ACCRA, Ghana — If Kofi Annan’s compatriots have their way, his retirement from the United Nations will have less to do with golf and grandchildren and more to do with presidential politics.
Ghana’s most celebrated statesman sounded every bit like a candidate this week as he gave his first public address since stepping down as U.N. secretary-general last month.
Mr. Annan spoke of the promise of Africa, the spirit of change and prosperity enveloping the continent and the continued challenges that hamper its development.
“It is an exciting but challenging time to be African,” he said. “I am joining hands with my fellow citizens to help lift Ghana to the bright future that can and must be ours.”
The only thing he didn’t say would be the words many Ghanaians long to hear — that he will run in next year’s presidential elections.

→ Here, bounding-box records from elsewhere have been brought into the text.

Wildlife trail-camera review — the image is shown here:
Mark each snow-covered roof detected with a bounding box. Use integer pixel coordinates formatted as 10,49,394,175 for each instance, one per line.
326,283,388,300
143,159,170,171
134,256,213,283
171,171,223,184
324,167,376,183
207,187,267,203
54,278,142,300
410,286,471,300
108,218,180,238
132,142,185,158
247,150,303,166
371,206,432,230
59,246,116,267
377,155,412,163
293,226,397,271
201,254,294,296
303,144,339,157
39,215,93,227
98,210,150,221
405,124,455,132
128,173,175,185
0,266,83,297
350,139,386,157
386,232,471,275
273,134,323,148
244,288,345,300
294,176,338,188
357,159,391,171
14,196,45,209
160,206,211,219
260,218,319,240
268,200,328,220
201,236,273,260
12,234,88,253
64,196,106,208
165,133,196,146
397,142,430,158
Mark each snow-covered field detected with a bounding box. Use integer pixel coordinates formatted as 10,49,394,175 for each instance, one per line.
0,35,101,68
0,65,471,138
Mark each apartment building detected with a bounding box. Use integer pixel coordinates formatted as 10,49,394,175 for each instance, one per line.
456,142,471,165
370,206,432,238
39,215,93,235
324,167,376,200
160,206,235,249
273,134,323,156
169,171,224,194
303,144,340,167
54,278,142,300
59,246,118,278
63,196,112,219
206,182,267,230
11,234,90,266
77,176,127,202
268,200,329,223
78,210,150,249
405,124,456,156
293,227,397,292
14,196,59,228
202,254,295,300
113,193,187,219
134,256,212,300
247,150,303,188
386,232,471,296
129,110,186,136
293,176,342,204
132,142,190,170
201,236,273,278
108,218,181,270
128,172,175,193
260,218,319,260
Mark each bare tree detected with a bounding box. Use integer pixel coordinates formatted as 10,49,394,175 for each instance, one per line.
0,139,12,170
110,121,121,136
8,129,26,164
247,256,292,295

Mr. Annan, who led the United Nations for a decade, has explicitly and repeatedly denied having any interest in turning to politics. He has said previously that he will split his time between his West African homeland and Sweden, the birthplace of his wife, Nane Maria.

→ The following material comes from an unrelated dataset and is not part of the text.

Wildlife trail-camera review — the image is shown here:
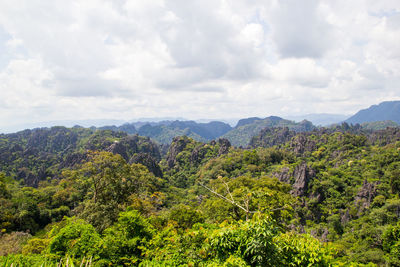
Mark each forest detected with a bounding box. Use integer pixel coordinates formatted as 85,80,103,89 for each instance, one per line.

With a hero’s welcome and a reception far warmer than any visiting head of state, Mr. Annan has been getting not-so-subtle pressure from all quarters of his birth country.
“Retirement is overrated,” joked Daniel Adzei-Bekoe, the chairman of the council of state, as he invited Mr. Annan to deliver a speech as part of Ghana’s Golden Jubilee, a yearlong celebration marking the 50th anniversary of Ghana’s independence from Britain.

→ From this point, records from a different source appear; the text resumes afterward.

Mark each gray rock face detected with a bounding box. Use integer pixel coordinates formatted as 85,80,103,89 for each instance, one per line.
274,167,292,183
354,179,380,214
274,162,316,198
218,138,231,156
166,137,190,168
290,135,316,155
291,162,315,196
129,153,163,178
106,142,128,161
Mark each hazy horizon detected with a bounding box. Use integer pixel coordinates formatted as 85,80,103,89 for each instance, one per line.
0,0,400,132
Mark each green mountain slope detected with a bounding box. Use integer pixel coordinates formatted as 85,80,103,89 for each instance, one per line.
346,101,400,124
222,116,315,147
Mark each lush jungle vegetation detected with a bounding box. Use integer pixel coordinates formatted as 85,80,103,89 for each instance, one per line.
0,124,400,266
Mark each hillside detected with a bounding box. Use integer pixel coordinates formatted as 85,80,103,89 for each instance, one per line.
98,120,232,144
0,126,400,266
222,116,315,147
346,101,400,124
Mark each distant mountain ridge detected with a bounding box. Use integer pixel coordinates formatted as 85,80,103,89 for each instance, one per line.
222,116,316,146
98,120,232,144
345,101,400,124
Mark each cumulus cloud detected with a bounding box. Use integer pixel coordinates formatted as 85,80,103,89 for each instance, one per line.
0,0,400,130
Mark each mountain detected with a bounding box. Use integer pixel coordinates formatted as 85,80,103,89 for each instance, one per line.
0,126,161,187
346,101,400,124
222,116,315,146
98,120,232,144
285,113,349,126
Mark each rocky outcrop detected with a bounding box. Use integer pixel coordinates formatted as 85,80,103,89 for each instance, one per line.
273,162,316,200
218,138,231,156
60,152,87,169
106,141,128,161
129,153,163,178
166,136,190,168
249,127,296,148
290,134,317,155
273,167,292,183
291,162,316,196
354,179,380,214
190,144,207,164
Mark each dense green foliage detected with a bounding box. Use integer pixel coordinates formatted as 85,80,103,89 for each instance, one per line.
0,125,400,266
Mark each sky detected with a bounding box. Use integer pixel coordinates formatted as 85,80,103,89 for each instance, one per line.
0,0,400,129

An anonymous group has even started a Web site urging Mr. Annan to take up the leadership challenge. The online petition at www.draftkofiannan2008.com is meant to encourage Mr. Annan to put his U.N. experience endorsing peace, development and good governance to use as Ghana’s next head of state.
The field already is crowded with candidates, as President John A. Kufuor prepares to step down next year. Many political analysts predict winning would be a shoo-in for Mr. Annan, especially with the opposition party split in two.
Mr. Annan is the kind of candidate who would send even seasoned campaign managers into a swoon. As a Nobel Peace Prize winner and two-term U.N. secretary-general, he has unprecedented name recognition. And as Ghana’s most beloved son, he has enormous approval ratings.
Born as a twin in Kumasi in 1938 to a Fanti chief who became a regional politician and a mother who sold bread, Mr. Annan left Ghana in pursuit of his undergraduate degree, leaving the tropical climate of equatorial Africa for the challenging cold of a Minnesota winter.
More than 10 years ago, as Mr. Annan was working his way up the U.N. hierarchy, tribal elders approached him to take over as paramount chief, but he declined.
In a 2003 interview with the Smithsonian magazine, Mr. Annan was quoted as saying he might have stayed in Ghana if the country’s economy had been stronger when he was leaving college and might have considered entering politics in his later years.
In his speech Thursday night, Mr. Annan said he is cautiously optimistic about Africa’s future, noting that the number of conflicts has dropped and more countries are proving successful at paying off debt and managing inflation.